Anthony Hopkins aborde des sujets personnels dans ses mémoires à paraître
Dans une interview accordée au Sunday Times, l’acteur oscarisé Anthony Hopkins a révélé que sa femme, Stella Arroyave, suspectait qu’il puisse être atteint du spectre autiste. Bien qu’elle ait exprimé cette inquiétude, l’acteur de 87 ans a exclu tout diagnostic formel. Ses commentaires sur la santé mentale et son parcours vis-à-vis de l’alcoolisme sont également révélateurs.
Une suspicion d’autisme
Hopkins, célèbre pour son rôle d’Hannibal Lecter dans Le Silence des agneaux (1991), a partagé que Stella Arroyave, mariée avec lui depuis plus de 20 ans, pense qu’il pourrait souffrir d’un trouble du développement neurologique en raison de certaines « obsessions » qu’il affiche.

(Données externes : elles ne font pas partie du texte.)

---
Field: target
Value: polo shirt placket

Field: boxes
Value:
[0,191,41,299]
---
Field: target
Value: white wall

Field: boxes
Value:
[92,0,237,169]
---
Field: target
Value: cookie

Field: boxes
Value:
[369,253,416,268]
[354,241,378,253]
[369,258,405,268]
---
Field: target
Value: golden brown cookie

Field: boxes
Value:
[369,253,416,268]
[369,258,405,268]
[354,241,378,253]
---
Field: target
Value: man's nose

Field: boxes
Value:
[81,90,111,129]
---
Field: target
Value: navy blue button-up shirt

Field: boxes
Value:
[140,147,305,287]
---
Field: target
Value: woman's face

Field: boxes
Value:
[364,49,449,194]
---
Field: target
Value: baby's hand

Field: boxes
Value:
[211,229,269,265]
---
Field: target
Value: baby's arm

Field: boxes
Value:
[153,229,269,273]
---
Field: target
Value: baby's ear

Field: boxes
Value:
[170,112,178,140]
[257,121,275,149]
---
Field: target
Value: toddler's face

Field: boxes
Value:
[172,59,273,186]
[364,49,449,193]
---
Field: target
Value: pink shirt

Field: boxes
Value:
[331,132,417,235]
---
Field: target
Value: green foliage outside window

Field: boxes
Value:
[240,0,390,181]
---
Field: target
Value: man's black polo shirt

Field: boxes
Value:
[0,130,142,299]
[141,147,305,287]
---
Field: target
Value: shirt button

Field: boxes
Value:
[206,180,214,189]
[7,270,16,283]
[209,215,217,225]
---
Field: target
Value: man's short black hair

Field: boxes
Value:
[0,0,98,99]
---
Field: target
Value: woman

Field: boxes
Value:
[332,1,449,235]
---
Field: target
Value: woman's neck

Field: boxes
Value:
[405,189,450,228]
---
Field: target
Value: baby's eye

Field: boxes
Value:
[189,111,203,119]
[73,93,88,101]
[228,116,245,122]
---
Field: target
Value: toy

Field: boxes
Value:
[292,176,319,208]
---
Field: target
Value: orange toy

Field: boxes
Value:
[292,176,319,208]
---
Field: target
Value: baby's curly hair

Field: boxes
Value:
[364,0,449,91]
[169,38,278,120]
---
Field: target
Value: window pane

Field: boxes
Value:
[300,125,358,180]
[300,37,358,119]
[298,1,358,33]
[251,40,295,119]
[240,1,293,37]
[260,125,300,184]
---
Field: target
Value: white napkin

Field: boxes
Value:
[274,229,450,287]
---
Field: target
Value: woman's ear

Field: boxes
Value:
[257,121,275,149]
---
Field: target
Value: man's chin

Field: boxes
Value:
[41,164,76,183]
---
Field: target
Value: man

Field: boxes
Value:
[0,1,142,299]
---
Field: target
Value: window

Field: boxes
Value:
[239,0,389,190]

Il raconte : « Je suis obsédé par les chiffres. Je suis obsédé par les détails. J’aime que tout soit en ordre. Et mémoriser ». Il a aussi rapporté les paroles de sa femme : « Vous devez être Asperger ». Cependant, montrant un certain scepticisme face à ce diagnostic potentiel, il affirme : « Je ne savais pas de quoi elle parlait…Je n’y crois même pas ».
Un regard critique sur le diagnostic
Concernant les diagnostics comme celui du syndrome d’Asperger, qui fait aujourd’hui partie des troubles du spectre autistique (TSA) selon la Cleveland Clinic, Hopkins se montre assez critiquable. Répondant au journaliste Decca Aitkenhead, qui évoquait le soulagement souvent apporté par un diagnostic formel, il déclare : « Eh bien, je suppose que je suis cynique parce que tout cela n’a aucun sens … C’est juste être un être humain », ajoutant aussi que ces étiquettes semblent faire partie d’une tendance actuelle.
Réflexions sur la santé mentale
L’acteur évoque également sa santé mentale en allant jusqu’à dire : « Il m’était venu à l’esprit que quelque chose n’allait pas chez moi ». Pendant son unique visite chez un thérapeute, il s’est senti ennuyé par le processus et a décidé de ne pas y revenir.
En parallèle de ses réflexions sur son bien-être psychologique, Anthony Hopkins aborde son ancien combat contre l’alcoolisme, affirmant qu’il est sobre depuis 45 ans après avoir eu une révélation importante en 1975 qui lui a fait comprendre la nécessité d’une aide extérieure.
Il partage cette expérience marquante : « J’étais ivre au volant de ma voiture ici en Californie… c’est à ce moment-là que j’ai réalisé…je pourrais tuer une famille dans une voiture ».
À venir
Les mémoires d’Anthony Hopkins intitulées We Did OK, Kid doivent sortir le 4 novembre prochain. Dans cet ouvrage et lors des interviews promotionnelles liées à sa publication, l’acteur continue ainsi à explorer des thèmes profonds liés à son existence personnelle et professionnelle.